Australian scientists identify potential drug to stop worst childhood cancer
An experimental drug, currently in clinical trials for adult cancer, has the potential to halt tumour progression of a cancer of the nervous system in children, according to a team of Australian scientists.
The new study from Children’s Cancer Institute also found that the drug, known as CBL0137, could block the very start of this embryonal cancer called neuroblastoma, which can pave the way to possible prevention strategies in the future. CBL0137 was developed by a team from Roswell Park Cancer Institute in the U.S., long-term collaborators with Children’s Cancer Institute.
When used in combination with traditional DNA-damaging chemotherapy agents, the drug was much more effective than either drug alone, the researchers say in the study published in Science Translational Medicine. This is because CBL0137 prevents the cancer cells from repairing DNA damage induced by chemotherapy, which ensures cell death.
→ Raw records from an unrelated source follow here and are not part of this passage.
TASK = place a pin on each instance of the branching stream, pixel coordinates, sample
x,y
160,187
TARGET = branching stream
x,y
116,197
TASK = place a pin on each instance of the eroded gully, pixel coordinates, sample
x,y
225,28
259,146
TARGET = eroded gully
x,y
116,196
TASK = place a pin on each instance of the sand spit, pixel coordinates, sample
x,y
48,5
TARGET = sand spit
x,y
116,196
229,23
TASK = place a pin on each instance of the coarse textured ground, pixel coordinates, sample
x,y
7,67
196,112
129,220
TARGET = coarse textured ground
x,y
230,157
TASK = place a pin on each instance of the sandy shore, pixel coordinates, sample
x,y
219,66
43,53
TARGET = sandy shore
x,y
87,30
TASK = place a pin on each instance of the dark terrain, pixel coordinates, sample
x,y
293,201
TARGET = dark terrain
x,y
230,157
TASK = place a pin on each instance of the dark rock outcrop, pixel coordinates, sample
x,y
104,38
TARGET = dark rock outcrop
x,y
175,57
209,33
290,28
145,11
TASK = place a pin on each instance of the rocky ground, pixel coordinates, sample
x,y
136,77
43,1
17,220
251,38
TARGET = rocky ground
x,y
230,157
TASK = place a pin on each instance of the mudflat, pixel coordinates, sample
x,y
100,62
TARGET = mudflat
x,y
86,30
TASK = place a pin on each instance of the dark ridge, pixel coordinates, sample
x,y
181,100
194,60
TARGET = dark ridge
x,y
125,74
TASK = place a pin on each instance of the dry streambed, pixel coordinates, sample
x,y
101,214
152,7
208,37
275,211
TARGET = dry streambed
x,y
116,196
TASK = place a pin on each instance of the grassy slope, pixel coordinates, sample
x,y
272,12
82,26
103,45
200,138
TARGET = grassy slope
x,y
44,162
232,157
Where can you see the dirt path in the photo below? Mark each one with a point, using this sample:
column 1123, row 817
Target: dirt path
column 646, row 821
“Our laboratory tests tell us that CBL0137 is likely to be very effective against the most aggressive neuroblastomas, and indeed the most aggressive forms of other childhood cancers, and that is very exciting,” said Professor Michelle Haber, one of the study’s authors and the executive director of Children’s Cancer Institute.
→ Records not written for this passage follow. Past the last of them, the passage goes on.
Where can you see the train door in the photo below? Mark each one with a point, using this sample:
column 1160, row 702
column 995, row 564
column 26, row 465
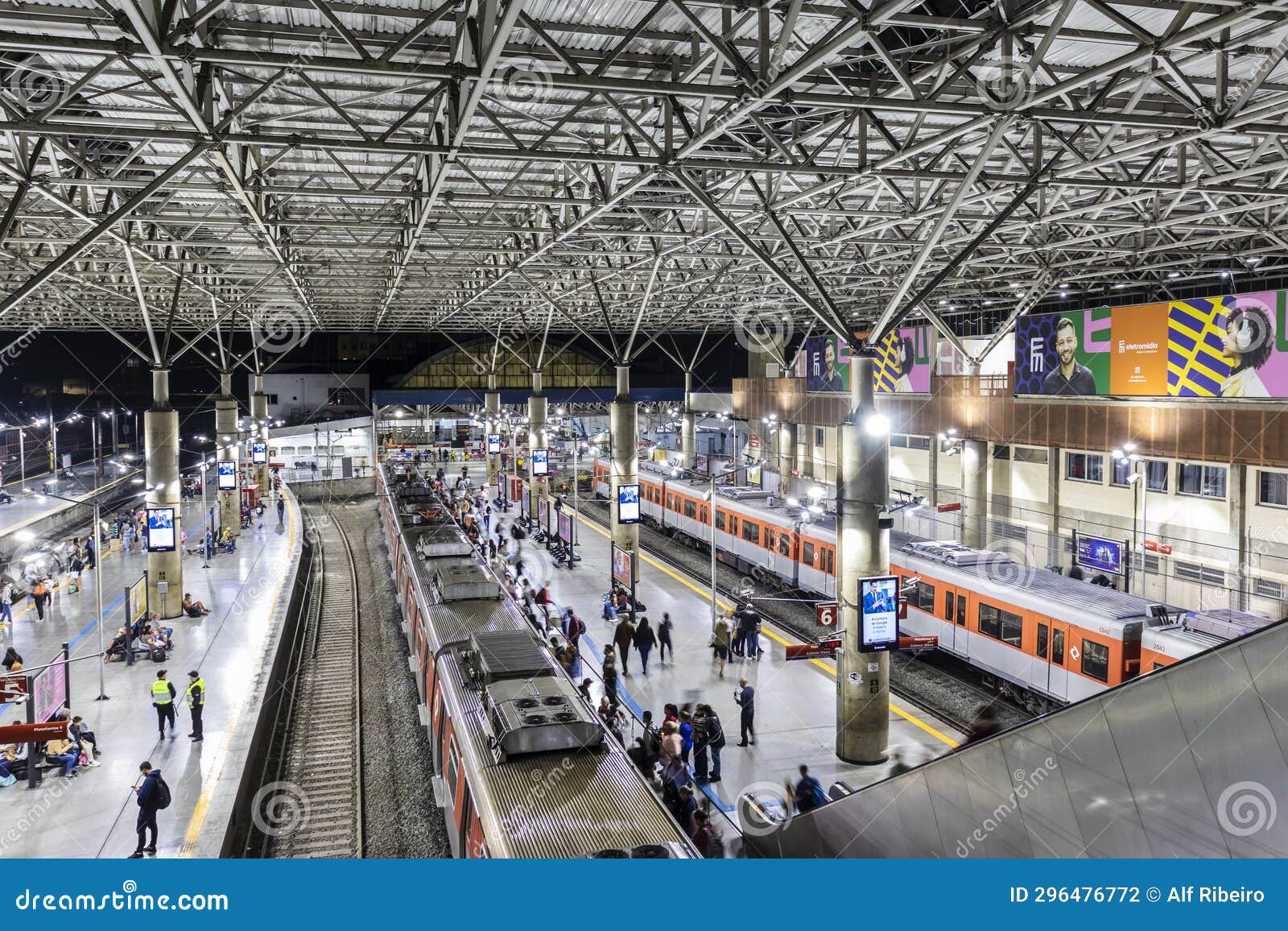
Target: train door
column 1058, row 669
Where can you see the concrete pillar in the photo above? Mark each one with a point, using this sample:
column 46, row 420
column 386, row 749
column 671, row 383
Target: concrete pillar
column 688, row 426
column 229, row 450
column 863, row 549
column 1236, row 488
column 259, row 433
column 538, row 439
column 493, row 420
column 161, row 471
column 976, row 493
column 622, row 426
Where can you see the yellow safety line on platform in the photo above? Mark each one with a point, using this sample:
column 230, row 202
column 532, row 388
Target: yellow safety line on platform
column 208, row 788
column 821, row 664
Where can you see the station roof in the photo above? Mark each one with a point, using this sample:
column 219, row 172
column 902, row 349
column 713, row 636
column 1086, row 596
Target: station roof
column 625, row 165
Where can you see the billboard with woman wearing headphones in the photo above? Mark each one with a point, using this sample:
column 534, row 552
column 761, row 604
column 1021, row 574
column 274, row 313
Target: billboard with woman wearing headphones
column 1230, row 346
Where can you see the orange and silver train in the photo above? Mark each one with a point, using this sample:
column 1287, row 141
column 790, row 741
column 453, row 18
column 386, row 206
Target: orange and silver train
column 1036, row 635
column 523, row 768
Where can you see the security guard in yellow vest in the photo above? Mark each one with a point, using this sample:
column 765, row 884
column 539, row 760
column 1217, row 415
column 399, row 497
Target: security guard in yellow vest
column 196, row 701
column 163, row 699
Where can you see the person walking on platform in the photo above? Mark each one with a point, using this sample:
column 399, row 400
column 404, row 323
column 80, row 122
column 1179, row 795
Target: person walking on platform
column 746, row 699
column 644, row 643
column 622, row 639
column 152, row 795
column 196, row 701
column 720, row 643
column 663, row 639
column 163, row 699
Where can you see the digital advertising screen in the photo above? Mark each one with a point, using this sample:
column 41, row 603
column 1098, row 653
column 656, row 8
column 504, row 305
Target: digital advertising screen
column 1099, row 555
column 227, row 471
column 622, row 566
column 628, row 503
column 1232, row 346
column 160, row 530
column 879, row 613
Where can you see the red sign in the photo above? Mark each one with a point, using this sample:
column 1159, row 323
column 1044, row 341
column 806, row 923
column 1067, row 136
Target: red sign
column 34, row 734
column 12, row 688
column 919, row 643
column 809, row 652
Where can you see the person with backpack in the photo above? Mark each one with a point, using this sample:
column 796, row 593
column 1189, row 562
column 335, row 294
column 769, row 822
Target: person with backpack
column 163, row 699
column 152, row 795
column 809, row 792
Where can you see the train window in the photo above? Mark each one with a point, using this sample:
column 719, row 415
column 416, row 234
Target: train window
column 1095, row 660
column 998, row 624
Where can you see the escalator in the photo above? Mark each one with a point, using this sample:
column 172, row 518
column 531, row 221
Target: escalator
column 1189, row 761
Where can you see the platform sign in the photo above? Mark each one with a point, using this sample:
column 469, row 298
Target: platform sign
column 879, row 601
column 161, row 530
column 624, row 566
column 227, row 471
column 628, row 503
column 49, row 690
column 1098, row 553
column 138, row 598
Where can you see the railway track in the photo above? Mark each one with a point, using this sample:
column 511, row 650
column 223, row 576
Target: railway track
column 912, row 678
column 319, row 792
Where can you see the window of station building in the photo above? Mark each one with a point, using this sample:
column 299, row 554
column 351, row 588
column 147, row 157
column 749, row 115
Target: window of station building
column 998, row 624
column 1204, row 482
column 1156, row 475
column 1095, row 660
column 1085, row 467
column 1273, row 489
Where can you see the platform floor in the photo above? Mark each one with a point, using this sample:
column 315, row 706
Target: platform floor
column 26, row 510
column 795, row 701
column 94, row 814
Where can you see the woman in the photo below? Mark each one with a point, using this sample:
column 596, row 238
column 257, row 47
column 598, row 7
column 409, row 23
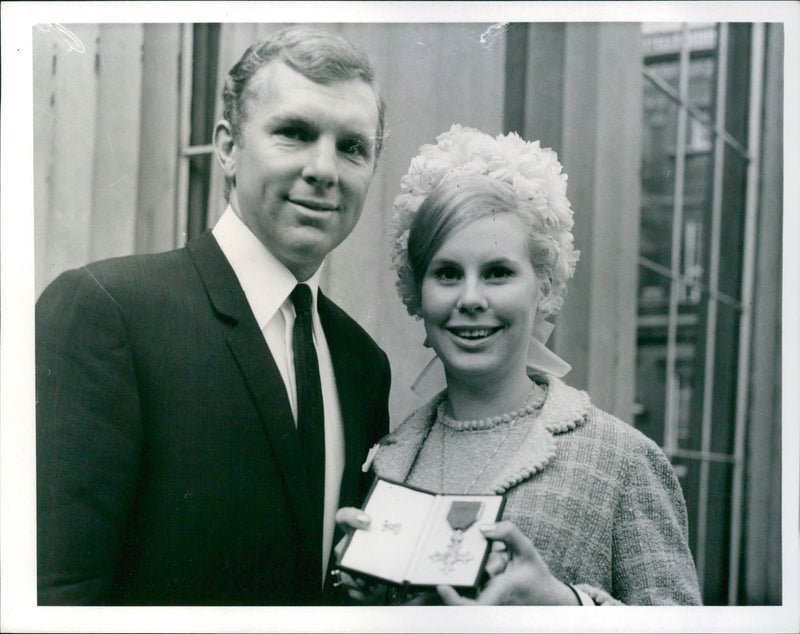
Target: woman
column 594, row 513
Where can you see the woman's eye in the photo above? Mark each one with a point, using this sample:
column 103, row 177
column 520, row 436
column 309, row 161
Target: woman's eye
column 499, row 273
column 354, row 146
column 447, row 274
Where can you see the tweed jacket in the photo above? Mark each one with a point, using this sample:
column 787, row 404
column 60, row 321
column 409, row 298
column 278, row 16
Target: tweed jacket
column 599, row 500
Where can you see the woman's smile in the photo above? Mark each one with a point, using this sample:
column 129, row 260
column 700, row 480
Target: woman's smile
column 479, row 298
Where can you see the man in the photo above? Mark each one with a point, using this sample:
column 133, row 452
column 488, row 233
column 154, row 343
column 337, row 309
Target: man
column 176, row 461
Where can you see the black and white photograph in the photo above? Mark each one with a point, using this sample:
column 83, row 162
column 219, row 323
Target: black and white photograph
column 258, row 257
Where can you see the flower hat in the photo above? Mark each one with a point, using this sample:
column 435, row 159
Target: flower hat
column 535, row 174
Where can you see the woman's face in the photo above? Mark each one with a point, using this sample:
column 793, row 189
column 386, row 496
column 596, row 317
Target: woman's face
column 479, row 297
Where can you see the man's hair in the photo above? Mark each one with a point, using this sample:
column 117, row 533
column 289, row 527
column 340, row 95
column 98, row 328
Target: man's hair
column 455, row 203
column 320, row 56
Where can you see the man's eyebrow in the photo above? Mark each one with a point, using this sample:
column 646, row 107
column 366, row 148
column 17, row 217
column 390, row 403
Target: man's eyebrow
column 290, row 121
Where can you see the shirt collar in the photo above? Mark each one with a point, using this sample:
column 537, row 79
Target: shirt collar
column 265, row 280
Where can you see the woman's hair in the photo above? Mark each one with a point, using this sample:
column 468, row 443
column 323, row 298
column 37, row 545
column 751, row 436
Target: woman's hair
column 469, row 175
column 454, row 204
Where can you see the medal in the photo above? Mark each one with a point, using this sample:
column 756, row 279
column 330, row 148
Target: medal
column 461, row 516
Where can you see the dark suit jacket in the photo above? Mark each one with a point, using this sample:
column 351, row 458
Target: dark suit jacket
column 167, row 456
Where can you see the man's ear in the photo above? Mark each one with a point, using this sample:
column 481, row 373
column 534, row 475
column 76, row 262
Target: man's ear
column 545, row 288
column 225, row 148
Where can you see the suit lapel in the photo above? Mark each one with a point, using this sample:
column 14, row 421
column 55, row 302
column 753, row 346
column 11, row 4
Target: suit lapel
column 350, row 386
column 258, row 368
In contrast to many other chemotherapeutic agents, the drug also does not damage DNA, according to Haber. She added that DNA damage is responsible for the many unpleasant and serious side-effects that frequently affect children after they are cured of their cancer.
For CBL0137 to be effective at preventing neuroblastoma, it would have to be given to all children at birth. “If prevention is to be more than a pipedream, the medicine would have to be completely safe. You would give it once or twice to a newborn, as you give vitamin K, as a way of killing off excess cells that should have died prior to birth,” said Professor Glenn Marshall, director of the Kids Cancer Centre at Sydney Children’s Hospital, Randwick and head of Translational Research at Children’s Cancer Institute.
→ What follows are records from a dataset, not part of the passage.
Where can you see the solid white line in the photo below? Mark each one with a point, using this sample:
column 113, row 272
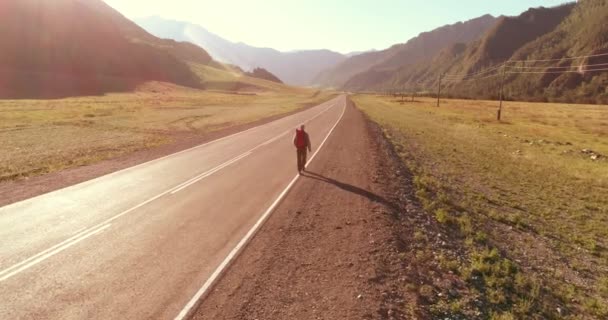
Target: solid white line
column 41, row 256
column 77, row 235
column 197, row 298
column 207, row 174
column 54, row 252
column 158, row 159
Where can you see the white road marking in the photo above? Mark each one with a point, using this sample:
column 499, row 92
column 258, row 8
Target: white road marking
column 6, row 274
column 43, row 255
column 155, row 160
column 187, row 311
column 208, row 173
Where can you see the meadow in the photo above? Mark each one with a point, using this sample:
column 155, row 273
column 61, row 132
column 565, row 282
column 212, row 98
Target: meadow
column 524, row 200
column 43, row 136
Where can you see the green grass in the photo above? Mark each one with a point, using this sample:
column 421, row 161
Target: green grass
column 522, row 199
column 43, row 136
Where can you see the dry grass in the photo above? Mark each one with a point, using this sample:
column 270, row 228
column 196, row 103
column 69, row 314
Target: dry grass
column 43, row 136
column 521, row 197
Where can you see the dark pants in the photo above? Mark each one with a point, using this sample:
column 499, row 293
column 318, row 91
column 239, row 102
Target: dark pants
column 301, row 158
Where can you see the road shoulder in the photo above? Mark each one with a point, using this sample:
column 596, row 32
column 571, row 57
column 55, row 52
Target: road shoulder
column 332, row 249
column 18, row 190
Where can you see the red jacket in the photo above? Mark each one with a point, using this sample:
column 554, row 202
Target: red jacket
column 301, row 140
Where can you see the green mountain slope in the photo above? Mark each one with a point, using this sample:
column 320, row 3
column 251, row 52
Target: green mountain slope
column 369, row 68
column 474, row 70
column 75, row 47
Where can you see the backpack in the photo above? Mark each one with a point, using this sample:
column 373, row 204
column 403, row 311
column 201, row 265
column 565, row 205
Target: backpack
column 300, row 139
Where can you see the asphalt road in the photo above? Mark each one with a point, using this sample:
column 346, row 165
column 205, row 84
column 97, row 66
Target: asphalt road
column 143, row 242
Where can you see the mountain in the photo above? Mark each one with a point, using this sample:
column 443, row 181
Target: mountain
column 555, row 36
column 264, row 74
column 295, row 68
column 376, row 65
column 75, row 47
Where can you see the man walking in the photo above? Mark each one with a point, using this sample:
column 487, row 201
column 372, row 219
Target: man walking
column 302, row 142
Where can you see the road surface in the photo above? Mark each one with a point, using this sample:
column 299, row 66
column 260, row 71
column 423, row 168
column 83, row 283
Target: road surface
column 143, row 242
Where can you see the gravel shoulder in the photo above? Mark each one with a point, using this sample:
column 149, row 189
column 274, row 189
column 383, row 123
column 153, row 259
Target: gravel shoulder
column 334, row 248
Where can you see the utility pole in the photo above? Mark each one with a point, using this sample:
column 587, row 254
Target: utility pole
column 439, row 89
column 502, row 86
column 413, row 92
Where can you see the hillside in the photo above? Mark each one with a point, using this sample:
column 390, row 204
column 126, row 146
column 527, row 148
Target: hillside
column 295, row 68
column 77, row 47
column 473, row 70
column 261, row 73
column 369, row 68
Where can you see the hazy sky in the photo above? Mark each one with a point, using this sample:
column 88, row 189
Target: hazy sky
column 340, row 25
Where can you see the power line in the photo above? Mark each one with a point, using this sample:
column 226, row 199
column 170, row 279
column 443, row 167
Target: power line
column 561, row 59
column 565, row 71
column 465, row 75
column 564, row 67
column 472, row 79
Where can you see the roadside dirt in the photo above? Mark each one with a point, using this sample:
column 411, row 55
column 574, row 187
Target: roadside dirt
column 340, row 244
column 14, row 191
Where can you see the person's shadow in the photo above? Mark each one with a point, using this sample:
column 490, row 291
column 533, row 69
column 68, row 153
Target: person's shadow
column 350, row 188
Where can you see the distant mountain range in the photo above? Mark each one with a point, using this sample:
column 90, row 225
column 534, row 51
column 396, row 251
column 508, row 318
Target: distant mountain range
column 76, row 47
column 470, row 57
column 73, row 47
column 59, row 48
column 367, row 69
column 295, row 67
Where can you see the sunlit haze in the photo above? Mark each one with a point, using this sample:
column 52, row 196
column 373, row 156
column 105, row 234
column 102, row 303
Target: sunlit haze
column 342, row 26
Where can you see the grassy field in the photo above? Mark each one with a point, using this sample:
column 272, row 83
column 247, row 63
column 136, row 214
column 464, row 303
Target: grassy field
column 43, row 136
column 524, row 200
CBL0137 is currently in Phase 1 clinical trials for adults, which means that safe dosage levels are being tested, says Haber. Once the adult trials are completed, a Phase 1 trial for children with refractory or relapsed neuroblastoma, and also other aggressive childhood cancers, will open in Australia and the U.S.
The drug’s clinical trial in children will be conducted at leading children’s cancer centres at Sydney Children’s Hospital, Randwick, through the US-based Children’s Oncology Group, the largest children’s cancer study group in the world. This is the first time that a COG trial of this sort would be made available to Australian children.
Neuroblastoma is a form of cancer that is made up of cells that are found in nerve tissues of the body, according to Cancer Australia. It occurs most commonly in infants and children under five years of age, and rarely in children over 10 years of age.
Considered the most common solid tumour of early childhood, neuroblastoma is generally diagnosed when the disease is advanced. Around half of all children with neuroblastoma have aggressive tumours, and fewer than half of these patients survive even after intensive treatment.